Auburn Online Turfgrass Program Approved

1/28/2014

AUBURN, Ala. - The Alabama Commission on Higher Learning granted Auburn's wish for an online masters of turfgrass management program for Auburn University's College of Agriculture.

The program will be a non-thesis graduate degree program and will focus on key areas of turfgrass management such as installation methods, breeding and development, insect and disease control and construction of specialty areas, such as athletic fields and putting greens.

"The program is designed for working professionals who may want to take classes while employed and offers its entire curriculum online," said Josh Woods, director of communication and marketing for the College of Agriculture. "The program began this spring and requires 32 credit hours for graduation, which are offered through our department of crop, soils, and environmental sciences."

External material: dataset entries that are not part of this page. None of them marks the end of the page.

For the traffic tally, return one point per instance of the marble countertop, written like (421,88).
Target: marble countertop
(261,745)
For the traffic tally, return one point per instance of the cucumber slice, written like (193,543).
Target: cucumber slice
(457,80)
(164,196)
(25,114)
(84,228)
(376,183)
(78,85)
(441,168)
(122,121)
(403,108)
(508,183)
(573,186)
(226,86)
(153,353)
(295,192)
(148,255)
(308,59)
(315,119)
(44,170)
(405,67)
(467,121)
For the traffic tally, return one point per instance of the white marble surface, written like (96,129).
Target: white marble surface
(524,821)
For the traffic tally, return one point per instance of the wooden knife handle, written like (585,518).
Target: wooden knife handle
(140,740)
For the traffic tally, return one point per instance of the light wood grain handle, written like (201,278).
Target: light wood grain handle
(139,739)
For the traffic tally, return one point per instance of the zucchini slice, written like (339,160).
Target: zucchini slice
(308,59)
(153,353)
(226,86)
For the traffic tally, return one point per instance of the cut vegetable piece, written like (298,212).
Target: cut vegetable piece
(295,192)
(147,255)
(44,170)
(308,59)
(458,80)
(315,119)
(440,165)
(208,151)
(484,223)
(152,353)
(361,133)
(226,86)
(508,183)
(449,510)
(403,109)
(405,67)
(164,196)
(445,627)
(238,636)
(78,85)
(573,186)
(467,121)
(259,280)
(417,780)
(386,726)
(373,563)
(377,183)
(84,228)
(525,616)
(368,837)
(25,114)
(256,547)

Since it is a non-thesis program, students will not be required to do a major research or thesis project as students do in the traditional turfgrass management program.

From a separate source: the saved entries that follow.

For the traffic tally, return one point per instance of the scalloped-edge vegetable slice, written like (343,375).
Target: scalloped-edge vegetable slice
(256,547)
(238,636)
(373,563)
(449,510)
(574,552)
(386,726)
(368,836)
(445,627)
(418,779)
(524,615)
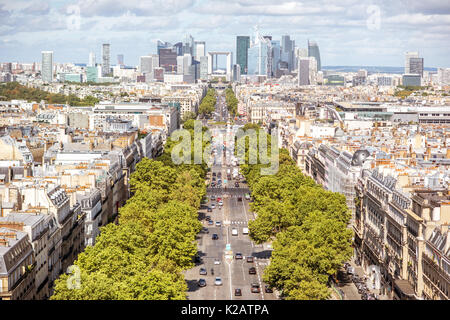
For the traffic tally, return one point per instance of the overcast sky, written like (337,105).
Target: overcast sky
(348,32)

According to approvedcolleges.com, the published in-state tuition for the program is $7,900, while the out of state tuition is published at $21,916.

Students enrolled in the online program will be advised by turfgrass faculty with experience in weed control, turf pathology, turf entomology, and turfgrass management

Headed by Elizabeth Guertal, lead faculty member for the online masters of turfgrass management, Auburn is the second of two universities in the country to offer the masters completely online.

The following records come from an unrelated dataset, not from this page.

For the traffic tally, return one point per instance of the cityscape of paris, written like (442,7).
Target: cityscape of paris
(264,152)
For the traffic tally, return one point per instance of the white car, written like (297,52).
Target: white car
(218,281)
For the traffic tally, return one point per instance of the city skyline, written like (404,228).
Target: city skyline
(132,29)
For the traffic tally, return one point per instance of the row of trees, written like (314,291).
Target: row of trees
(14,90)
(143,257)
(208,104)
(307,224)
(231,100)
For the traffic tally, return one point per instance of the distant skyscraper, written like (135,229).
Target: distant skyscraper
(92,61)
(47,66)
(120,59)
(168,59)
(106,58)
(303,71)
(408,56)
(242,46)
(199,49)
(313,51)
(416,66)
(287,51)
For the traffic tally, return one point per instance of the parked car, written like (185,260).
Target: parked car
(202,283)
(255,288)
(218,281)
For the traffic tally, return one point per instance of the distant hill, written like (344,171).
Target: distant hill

"The program is the first of its kind in this area, positioning us to be a leader among surrounding schools," Guertal said.

The traditional turfgrass management offered at the University has a current enrollment of more than 50 students, one of the largest in the department of crop, soil and environmental sciences.

Woods said turfgrass management comes with a wide range of career options although most of the graduates pursue a career in golf course management.

Woods also said the way turfgrass is managed affects lakes and streams, animals and non-target species, as well as the athletes and people who use the turf along with numerous other environmental effects.